The dissertation argues that Maury family invested time, energy, and resources into maintaining their family networks because they saw those connections as emotionally, culturally, and economically valuable. It also contends that these networks were a key tool for the Maurys living abroad when constructing their identities as Americans. Through this analysis, the dissertation contributes to our understanding of how Americans abroad created and presented national identities in an era when transatlantic communication was unreliable and when even resident citizens in the United States were uncertain what it might mean to be American.

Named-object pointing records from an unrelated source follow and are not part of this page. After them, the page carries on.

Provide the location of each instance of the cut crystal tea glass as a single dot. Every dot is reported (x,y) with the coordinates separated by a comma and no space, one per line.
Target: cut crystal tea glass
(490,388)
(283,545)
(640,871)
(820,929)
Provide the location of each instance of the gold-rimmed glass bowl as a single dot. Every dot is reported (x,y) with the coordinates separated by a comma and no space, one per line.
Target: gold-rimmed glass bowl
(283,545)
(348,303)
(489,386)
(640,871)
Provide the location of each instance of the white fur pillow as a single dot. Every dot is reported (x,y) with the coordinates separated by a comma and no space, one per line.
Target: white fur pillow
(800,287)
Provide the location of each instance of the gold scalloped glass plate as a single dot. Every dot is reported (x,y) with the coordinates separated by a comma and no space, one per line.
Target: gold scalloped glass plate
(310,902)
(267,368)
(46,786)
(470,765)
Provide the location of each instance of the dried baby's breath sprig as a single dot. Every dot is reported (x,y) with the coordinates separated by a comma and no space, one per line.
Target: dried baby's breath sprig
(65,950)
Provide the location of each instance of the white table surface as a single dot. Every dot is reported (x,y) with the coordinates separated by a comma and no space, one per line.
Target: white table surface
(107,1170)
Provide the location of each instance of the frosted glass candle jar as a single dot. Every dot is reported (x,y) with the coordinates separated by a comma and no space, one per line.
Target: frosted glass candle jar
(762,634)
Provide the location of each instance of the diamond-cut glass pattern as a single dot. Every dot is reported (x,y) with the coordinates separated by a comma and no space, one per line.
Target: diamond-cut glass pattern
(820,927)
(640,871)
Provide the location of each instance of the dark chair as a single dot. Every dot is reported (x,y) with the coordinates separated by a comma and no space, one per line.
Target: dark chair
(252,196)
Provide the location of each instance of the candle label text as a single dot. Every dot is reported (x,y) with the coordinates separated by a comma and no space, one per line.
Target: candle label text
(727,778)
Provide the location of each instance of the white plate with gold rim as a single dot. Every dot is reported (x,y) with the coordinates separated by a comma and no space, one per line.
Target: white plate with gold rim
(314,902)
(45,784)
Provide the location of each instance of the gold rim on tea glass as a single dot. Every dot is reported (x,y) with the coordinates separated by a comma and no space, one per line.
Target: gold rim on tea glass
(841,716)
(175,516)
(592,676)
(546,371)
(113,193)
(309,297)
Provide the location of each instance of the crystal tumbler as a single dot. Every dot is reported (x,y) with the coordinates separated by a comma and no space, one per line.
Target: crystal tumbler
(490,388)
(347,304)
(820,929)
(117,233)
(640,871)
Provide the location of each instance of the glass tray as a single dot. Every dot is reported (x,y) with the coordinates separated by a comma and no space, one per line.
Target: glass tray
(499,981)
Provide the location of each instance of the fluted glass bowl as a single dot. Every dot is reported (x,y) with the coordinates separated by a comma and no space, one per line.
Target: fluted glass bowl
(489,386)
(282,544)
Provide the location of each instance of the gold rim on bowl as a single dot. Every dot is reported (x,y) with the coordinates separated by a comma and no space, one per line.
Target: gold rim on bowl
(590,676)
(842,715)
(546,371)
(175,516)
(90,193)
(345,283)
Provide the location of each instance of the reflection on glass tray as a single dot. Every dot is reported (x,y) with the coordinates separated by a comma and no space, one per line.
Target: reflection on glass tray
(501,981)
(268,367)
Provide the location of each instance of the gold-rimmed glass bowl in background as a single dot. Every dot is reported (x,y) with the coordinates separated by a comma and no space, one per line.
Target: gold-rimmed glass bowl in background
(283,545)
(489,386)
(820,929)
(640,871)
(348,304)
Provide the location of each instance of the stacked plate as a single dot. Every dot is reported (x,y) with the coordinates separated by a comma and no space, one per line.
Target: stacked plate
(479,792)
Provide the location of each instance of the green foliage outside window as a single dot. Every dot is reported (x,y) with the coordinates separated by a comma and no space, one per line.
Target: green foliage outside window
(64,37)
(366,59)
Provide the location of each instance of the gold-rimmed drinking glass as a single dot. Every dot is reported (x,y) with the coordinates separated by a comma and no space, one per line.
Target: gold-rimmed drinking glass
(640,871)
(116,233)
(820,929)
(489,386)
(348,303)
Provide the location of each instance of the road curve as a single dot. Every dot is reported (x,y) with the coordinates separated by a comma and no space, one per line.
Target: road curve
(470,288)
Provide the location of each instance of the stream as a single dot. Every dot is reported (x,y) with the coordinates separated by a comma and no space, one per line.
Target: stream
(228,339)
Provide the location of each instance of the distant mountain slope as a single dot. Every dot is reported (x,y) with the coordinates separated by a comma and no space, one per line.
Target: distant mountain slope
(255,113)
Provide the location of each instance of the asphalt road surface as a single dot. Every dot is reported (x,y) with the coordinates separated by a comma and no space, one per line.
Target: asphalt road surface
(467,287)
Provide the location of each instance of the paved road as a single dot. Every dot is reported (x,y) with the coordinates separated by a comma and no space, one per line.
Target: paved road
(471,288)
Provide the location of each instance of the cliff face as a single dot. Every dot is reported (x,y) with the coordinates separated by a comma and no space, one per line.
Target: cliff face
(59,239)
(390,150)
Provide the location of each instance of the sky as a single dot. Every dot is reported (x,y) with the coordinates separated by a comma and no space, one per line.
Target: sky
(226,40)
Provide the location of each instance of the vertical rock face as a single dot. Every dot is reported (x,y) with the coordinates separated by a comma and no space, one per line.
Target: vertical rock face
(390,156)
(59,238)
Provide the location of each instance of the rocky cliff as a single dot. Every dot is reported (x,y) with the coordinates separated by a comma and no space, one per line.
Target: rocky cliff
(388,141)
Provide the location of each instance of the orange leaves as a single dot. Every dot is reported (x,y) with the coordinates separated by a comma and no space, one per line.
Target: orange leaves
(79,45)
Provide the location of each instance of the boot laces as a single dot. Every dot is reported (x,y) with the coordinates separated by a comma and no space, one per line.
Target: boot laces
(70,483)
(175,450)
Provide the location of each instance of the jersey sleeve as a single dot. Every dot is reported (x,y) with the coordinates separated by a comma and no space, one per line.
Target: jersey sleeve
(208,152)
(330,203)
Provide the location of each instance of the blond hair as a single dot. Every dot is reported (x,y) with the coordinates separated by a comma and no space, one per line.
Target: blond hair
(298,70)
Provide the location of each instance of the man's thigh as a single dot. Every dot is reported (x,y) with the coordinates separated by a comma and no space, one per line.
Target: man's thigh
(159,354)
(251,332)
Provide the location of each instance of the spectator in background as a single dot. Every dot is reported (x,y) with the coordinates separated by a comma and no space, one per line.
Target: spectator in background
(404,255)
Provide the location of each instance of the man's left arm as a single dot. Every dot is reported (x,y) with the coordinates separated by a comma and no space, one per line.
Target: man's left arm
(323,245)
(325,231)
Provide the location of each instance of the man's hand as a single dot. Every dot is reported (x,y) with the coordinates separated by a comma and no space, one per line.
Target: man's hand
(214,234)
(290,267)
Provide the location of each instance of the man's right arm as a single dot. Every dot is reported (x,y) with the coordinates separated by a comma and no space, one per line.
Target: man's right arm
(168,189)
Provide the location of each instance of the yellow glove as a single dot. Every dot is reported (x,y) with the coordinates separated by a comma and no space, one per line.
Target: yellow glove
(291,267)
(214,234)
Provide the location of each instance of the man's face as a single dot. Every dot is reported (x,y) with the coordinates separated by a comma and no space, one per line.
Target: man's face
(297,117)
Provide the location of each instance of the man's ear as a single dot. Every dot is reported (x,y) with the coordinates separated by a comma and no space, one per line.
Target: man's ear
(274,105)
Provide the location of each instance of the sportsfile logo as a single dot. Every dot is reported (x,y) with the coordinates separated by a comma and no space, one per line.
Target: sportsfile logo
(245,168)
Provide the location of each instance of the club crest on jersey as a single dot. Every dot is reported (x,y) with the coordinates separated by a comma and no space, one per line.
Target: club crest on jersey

Each chapter in this dissertation addresses some aspect of family strategies and identity, proceeding in roughly chronological order. The first three chapters cover the period from the American Revolution through the end of the Napoleonic Wars. They discuss the efforts by James and his siblings to create, maintain, and preserve their family networks, with an extended look at the expatriate experience in Liverpool during this period. Chapters four and five shift the focus to the Liverpool-born Maurys as they transitioned from adolescence into adulthood. These chapters examine how these Maurys situated themselves in relation to their family networks and constructions of national identities.